For more insights into what can go wrong, read Common QDRO Mistakes or check out our post on How Long It Takes to Get a QDRO Done.

Plan Administrator Coordination

Because this plan’s sponsor is listed as “Unknown sponsor” and vital information such as EIN and plan number are absent, your attorney will need to actively coordinate with the plan administrator to obtain the SPD (Summary Plan Description) and QDRO procedures. At PeacockQDROs, we take care of those communications for you.

A properly submitted QDRO requires accurate plan information, including the plan sponsor name, address, EIN, and plan number. Without these details, administrators will likely reject the order. We make sure all of that is handled upfront.
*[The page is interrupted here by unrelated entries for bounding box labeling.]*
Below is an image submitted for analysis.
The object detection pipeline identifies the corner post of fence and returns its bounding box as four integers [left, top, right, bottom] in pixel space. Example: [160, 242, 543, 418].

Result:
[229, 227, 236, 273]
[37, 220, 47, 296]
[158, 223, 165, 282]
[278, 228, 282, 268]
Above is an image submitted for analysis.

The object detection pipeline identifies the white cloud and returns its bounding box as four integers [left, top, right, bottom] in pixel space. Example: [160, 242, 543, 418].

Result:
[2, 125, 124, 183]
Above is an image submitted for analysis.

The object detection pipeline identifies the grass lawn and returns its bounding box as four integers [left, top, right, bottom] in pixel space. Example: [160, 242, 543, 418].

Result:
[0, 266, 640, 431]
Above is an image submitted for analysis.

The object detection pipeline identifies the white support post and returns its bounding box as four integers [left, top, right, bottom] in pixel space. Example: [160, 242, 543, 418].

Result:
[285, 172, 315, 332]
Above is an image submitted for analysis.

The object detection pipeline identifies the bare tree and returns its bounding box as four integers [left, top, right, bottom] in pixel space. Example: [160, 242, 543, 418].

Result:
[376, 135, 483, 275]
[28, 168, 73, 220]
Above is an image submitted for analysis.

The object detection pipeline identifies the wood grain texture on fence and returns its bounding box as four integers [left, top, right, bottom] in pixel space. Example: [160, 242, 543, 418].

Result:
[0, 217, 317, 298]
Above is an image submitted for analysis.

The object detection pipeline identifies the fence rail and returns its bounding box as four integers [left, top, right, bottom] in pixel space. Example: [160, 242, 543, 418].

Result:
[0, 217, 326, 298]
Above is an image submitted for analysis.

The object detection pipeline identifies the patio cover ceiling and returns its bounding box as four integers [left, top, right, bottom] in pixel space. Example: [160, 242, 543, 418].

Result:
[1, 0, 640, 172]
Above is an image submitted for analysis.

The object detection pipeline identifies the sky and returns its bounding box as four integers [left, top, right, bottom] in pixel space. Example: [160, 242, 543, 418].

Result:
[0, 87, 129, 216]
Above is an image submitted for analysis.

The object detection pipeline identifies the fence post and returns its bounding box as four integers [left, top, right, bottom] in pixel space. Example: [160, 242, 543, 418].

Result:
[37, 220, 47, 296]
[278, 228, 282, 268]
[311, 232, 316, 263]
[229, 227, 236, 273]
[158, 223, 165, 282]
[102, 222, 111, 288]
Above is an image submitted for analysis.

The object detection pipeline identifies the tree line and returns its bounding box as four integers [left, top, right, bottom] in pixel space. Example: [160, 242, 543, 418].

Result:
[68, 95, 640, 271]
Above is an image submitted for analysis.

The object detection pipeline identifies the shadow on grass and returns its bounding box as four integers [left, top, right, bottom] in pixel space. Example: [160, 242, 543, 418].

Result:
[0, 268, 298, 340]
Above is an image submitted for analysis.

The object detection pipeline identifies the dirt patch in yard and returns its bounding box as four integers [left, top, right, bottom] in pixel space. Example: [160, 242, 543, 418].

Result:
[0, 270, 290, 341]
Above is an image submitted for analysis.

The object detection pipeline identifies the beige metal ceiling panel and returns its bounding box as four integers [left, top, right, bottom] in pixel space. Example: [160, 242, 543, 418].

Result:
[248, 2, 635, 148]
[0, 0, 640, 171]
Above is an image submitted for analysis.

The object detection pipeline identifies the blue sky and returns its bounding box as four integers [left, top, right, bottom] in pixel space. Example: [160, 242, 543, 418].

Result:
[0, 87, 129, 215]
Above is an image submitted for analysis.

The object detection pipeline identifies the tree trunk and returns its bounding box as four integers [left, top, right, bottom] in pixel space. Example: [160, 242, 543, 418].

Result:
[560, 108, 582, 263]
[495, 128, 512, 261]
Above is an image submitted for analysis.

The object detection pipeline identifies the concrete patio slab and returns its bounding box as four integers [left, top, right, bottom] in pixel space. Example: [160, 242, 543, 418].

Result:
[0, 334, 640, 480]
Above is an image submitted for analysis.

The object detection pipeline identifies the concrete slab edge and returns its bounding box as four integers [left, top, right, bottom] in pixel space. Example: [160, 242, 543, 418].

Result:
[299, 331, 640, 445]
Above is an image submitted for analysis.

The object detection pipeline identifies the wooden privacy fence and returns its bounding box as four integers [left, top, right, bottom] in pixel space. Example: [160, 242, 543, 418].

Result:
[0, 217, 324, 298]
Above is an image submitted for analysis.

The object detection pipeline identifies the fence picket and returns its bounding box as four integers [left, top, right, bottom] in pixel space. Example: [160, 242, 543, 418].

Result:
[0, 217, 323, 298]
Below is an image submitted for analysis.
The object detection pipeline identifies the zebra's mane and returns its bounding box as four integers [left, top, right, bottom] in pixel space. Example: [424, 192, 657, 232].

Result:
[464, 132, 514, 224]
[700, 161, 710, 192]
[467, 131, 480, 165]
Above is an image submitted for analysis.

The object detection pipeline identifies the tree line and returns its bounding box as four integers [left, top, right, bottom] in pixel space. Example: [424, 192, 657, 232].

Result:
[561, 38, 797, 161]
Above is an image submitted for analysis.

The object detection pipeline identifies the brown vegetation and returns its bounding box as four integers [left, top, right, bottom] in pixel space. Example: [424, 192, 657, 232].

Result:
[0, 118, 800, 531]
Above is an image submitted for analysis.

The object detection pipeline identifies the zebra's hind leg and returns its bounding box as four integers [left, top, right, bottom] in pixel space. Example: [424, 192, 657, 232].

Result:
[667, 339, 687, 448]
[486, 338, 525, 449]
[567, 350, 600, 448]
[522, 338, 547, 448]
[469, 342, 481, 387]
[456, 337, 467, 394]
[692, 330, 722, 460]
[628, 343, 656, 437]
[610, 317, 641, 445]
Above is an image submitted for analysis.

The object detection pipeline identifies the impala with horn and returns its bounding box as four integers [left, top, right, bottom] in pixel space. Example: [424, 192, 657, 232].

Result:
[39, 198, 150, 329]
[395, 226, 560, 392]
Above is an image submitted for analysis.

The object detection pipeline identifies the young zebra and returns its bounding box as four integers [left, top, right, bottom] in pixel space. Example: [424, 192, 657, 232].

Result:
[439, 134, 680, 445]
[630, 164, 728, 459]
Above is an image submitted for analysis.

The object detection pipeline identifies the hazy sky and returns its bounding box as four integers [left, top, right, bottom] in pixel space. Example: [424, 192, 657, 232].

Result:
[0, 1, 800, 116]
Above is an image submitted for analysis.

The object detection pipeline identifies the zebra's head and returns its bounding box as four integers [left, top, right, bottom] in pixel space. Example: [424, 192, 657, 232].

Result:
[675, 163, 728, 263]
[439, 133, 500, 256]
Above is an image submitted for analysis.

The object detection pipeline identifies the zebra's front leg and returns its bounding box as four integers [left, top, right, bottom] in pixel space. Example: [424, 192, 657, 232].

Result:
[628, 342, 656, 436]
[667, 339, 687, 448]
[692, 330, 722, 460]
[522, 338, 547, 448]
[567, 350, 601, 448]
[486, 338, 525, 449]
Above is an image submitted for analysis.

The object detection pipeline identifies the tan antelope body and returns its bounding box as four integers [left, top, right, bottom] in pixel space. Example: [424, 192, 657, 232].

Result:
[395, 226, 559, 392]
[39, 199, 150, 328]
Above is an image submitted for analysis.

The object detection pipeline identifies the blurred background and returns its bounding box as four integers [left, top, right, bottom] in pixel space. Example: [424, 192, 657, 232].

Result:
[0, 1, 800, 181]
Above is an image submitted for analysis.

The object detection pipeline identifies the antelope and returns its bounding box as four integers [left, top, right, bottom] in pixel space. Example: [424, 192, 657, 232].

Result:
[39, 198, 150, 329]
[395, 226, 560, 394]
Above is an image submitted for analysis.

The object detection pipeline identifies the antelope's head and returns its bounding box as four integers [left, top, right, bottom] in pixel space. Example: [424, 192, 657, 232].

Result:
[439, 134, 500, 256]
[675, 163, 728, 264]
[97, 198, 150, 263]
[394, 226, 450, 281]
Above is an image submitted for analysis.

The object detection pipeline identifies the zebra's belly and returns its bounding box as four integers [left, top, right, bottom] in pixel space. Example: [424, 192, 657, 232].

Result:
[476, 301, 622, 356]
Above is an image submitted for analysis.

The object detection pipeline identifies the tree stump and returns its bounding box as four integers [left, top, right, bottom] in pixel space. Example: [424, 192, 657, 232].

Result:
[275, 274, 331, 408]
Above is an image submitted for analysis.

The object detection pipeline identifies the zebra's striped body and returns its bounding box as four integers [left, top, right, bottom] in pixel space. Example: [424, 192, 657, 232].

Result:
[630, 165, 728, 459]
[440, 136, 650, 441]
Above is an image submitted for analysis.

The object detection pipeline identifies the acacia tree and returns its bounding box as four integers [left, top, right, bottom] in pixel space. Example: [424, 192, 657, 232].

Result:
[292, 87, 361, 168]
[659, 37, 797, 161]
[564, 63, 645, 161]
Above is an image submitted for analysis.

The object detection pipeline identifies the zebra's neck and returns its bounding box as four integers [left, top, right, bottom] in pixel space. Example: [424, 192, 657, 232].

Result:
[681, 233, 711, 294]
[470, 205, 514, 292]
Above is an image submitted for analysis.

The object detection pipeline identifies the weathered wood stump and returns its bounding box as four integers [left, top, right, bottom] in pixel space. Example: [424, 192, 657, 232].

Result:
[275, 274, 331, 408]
Tips for a Smooth QDRO Process

  • Be specific in your marital settlement agreement—vague language complicates QDRO drafting.
  • Ask your divorce attorney to include language about whether to divide by dollar amount or percentage, on what date, and whether gains/losses should be included.
  • Set expectations on how loans, vesting, and Roth balances will be treated.
  • Start the QDRO process early to avoid post-divorce delays.

How We Help

If you’re dealing with the Highgate Medical Group, P.c. Profit Sharing and 401(k) Plan in your divorce, we can help you every step of the way. Our services include:

  • Reviewing your divorce judgment for QDRO suitability
  • Contacting the plan for QDRO approval guidelines
  • Drafting and revising your QDRO for compliance
  • Submitting the QDRO to court and the plan administrator
  • Follow-up to ensure account division is completed

We offer flat-rate pricing and transparent communication. Learn more here: QDRO Services at PeacockQDROs.

Final Thoughts

The Highgate Medical Group, P.c. Profit Sharing and 401(k) Plan could represent a significant marital asset. Don’t leave money on the table by mishandling the QDRO. Whether you’re the participant or alternate payee, make sure you get it done right—both legally and financially.

If your divorce was in California, New York, New Jersey, Connecticut, Kansas, Missouri, Iowa, or North Dakota, and you have questions about qualified domestic relations orders or dividing retirement assets like the Highgate Medical Group, P.c. Profit Sharing and 401(k) Plan, contact PeacockQDROs. We specialize in QDROs and have successfully processed thousands of orders from start to finish.

Get the answers you need—explore our QDRO resources or reach out for personalized help if you’re in one of our service states.